The new taxes include:
- SB 5993, changing and increases the hazardous waste tax;
- HB 2158 imposing a business and occupation (B&O) tax surcharge to pay for higher education programs;
- HB 1873 placing a tax on vaping products, also known as e-cigarettes;
- SB 5998 changing the real estate excise tax (REET) from a flat 1.28 percent to a graduated rate; and;
- HB 2167, which places an additional 1.2 percent B&O tax on certain financial institutions.
The flurry of bills moved through the legislature as lawmakers remained in the capitol through the evening into early morning in an effort to finalize the budget on April 28 – the last day of the legislative session. The new budget would leave roughly $3 billion in the budget stabilization account by the end of the 2021-23 biennium.
Major spending increases include:
- $477 million in state employee compensation changes;
- $329 million for school employee health benefits;
- $155 million for special education; and
- $100 million for natural resources.
On the House floor prior to the April 29 vote, House Appropriations chair Timm Ormsby (D-3) said the budget “invests in people…that need services, and it also invests in people that have the skills to provide those services, from before the time they are born until they spend their last days with us as part of our Washington state family.”
However, Rep. Drew MacEwen (R-35) spoke in opposition, warning that the spending levels can’t be sustained. The new budget represents a $7.7 billion spending increase from the 2017-19 biennium, a roughly 18 percent increase. In 2013, the legislature approved an operating budget that spent $33.5 billion.
MacEwen added that if there is another economic downturn “your only solution is to cut things that are very difficult to cut, the very safety nets that people are going to rely on when we’re in a downturn….”
Other criticism of the bill related to the lack of transparency. HB 2167 remained a title-only bill with no text until the afternoon on April 25, the day before its scheduled public hearing in the House Finance Committee. The bill cleared the committee and the chamber that same day.
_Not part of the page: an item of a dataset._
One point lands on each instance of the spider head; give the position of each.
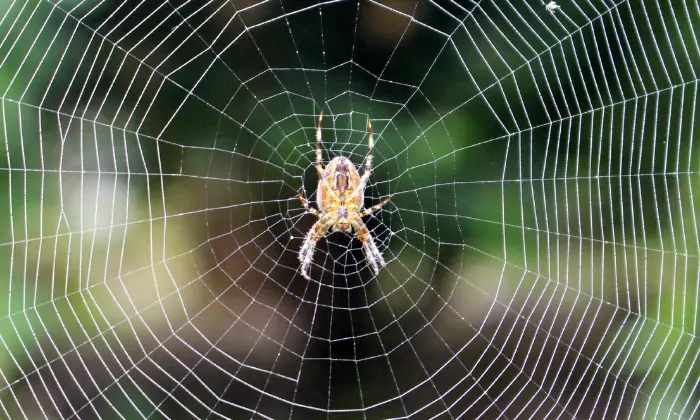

In an email, Washington Policy Center Government Reform Director Jason Mercier wrote “(the) first time this type of tax on banks was ever discussed this session was then. What could possibly go wrong with this type of rushed tax increase without fiscal note and vetting by stakeholders?”
In a statement, Rep. Drew Stokesbary (R-31) expressed a similar opinion, writing that the new taxes “were rushed through the process, in the final three days of session, with absolutely no opportunity for meaningful review or comment from Republicans or the public. I am deeply troubled that the majority believes this level of spending growth is sustainable. In times of prosperity, we should be focused on building reserves to prevent the devastating cuts that were required after the last economic downturn.”